Feds Arrest Nurse for Alleged Role in ‘Free’ Home Care Scam

Registered nurse James Ademiju, who operates Illinois-based agencies Adonis Inc. and BestMed-Care Services Ltd., was arrested Tuesday in connection with a home care-related scam that allegedly bilked Medicare for $5 million over a three-year period.

The two nursing agencies allegedly obtained many patients from a marketing company that claimed to offer “free” nursing services to Medicare beneficiaries. Adonis and BestMed-Care Services, both located in Dolton, paid hundreds of dollars per patient to the marketing company, which would refer people to the agencies, according to the office of the U.S. Attorney for the Northern District of Illinois. 

A criminal complaint alleges Ademiju was involved in a scheme to defraud Medicare by billing for unnecessary nursing services that were provided to patients who were were obtained via illegal payments for patient referrals and were not confined to the home, the U.S. Attorney’s office stated in a press release.


For more than three years, a total of approximately $5 million was paid to Adonis and BestMed-Care Services by Medicare for services rendered to patients deemed to be homebound—but who the federal authorities believe were not.

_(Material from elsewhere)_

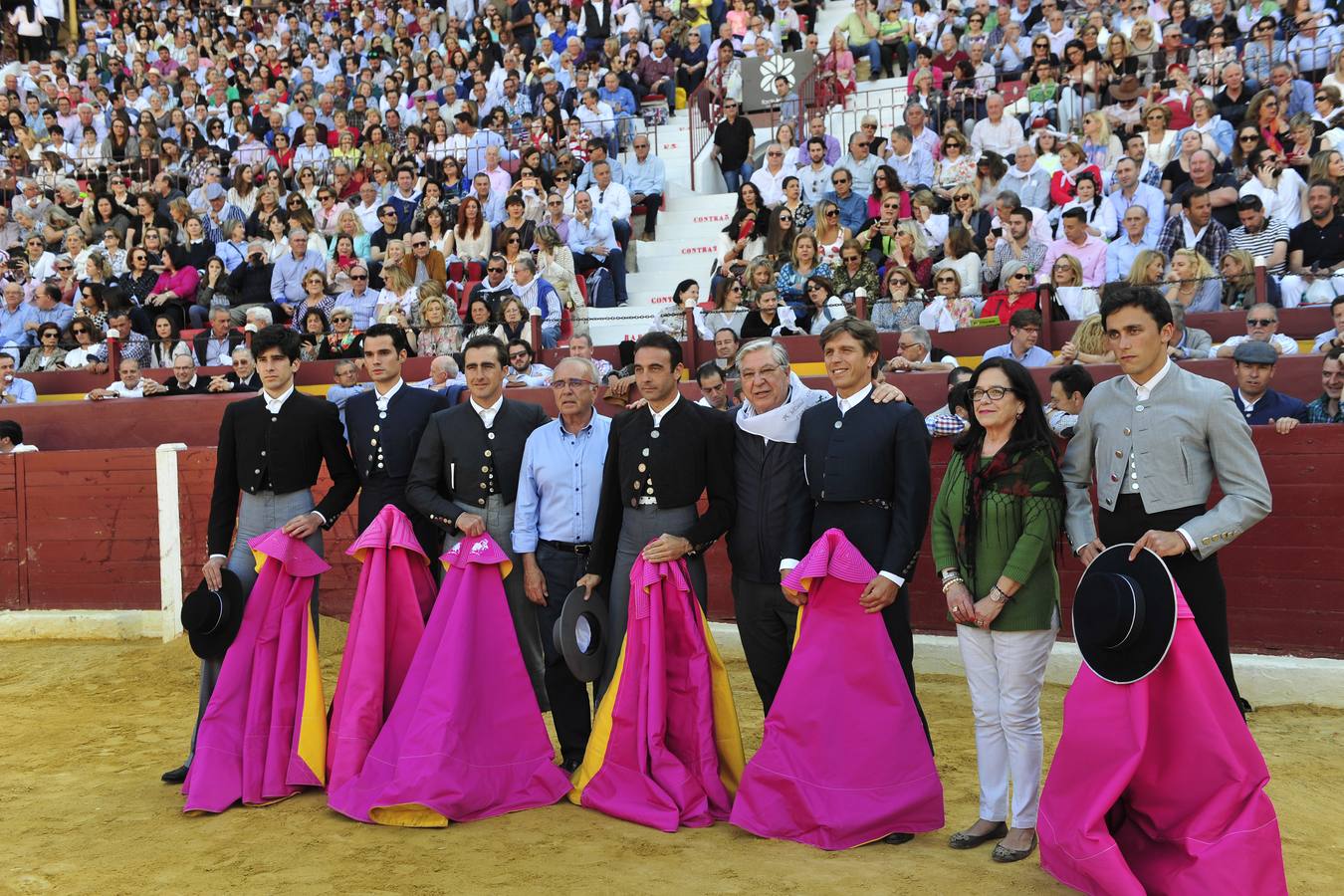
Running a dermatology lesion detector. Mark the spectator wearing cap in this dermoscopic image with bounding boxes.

Between February 2011 and December 2014, Medicare paid Adonis approximately $1.9 million and BestMed-Care Services approximately $3.1 million for these skilled nursing services.

According to a 56-page affidavit in support of the arrest, the charge against Ademiju arises from the investigation of Suburban Home Physicians, a Schaumburg, Ill., company that did business as Doctor At Home. In a related case, an indictment was returned last month against a doctor, Alan Newman, and a nurse, Diana Jocelyn, at Suburban Home Physicians.

According to the affidavit, Adonis and BestMed-Care Services referred many patients to physicians at Suburban Home Physicians, even when patients had primary care doctors and continued to see those doctors. Physicians at Suburban Home then allegedly certified the patients for skilled nursing services, even when patients did not qualify for skilled nursing services that were covered by Medicare.


Additionally, nursing assessments signed by Ademiju contained false information about patients, according to complaints. 

For example, Ademiju allegedly signed nursing assessments falsely stating that patients were homebound and that that patients needed assistance with activities of daily living, such as dressing and bathing themselves, even when they did not.

Adonis and BestMed-Care Services then allegedly billed Medicare for long periods in part by periodically discharging patients, claiming the patients no longer needed services, and then readmitting the same patients a short time later without notifying them.

In some instances, a patient was discharged from one agency and then admitted at the other agency in less than a week, and sometimes even on the same day.

One patient, who received nursing services from Adonis and BestMed-Care Services and was certified for such services by a physician at Suburban Home Physicians, told law enforcement that she began receiving nursing services after getting a call out of the blue and being told that a physician and nurse would come visit her, according to the legal complaint in the matter.

She said she was not confined to the home during the time that she received nursing services, and that the nursing visits were “worthless.” Medicare paid Adonis and BestMed-Care Services more than $11,000 for the nursing services provided to this patient.

Another patient told law enforcement that he realized the nursing visits were unnecessary and eventually stopped them. He told law enforcement that he felt bad for having allowed the visits to go on as long as he had, even when he knew they were unnecessary. Medicare paid Adonis and BestMed-Care Services more than $13,000 for the nursing services provided to this patient.

Ademiju was charged with one count of health care fraud and faces a maximum penalty of 10 years in prison and a $250,000 fine or a fine totaling twice the gain or loss, whichever is greater, and restitution is mandatory.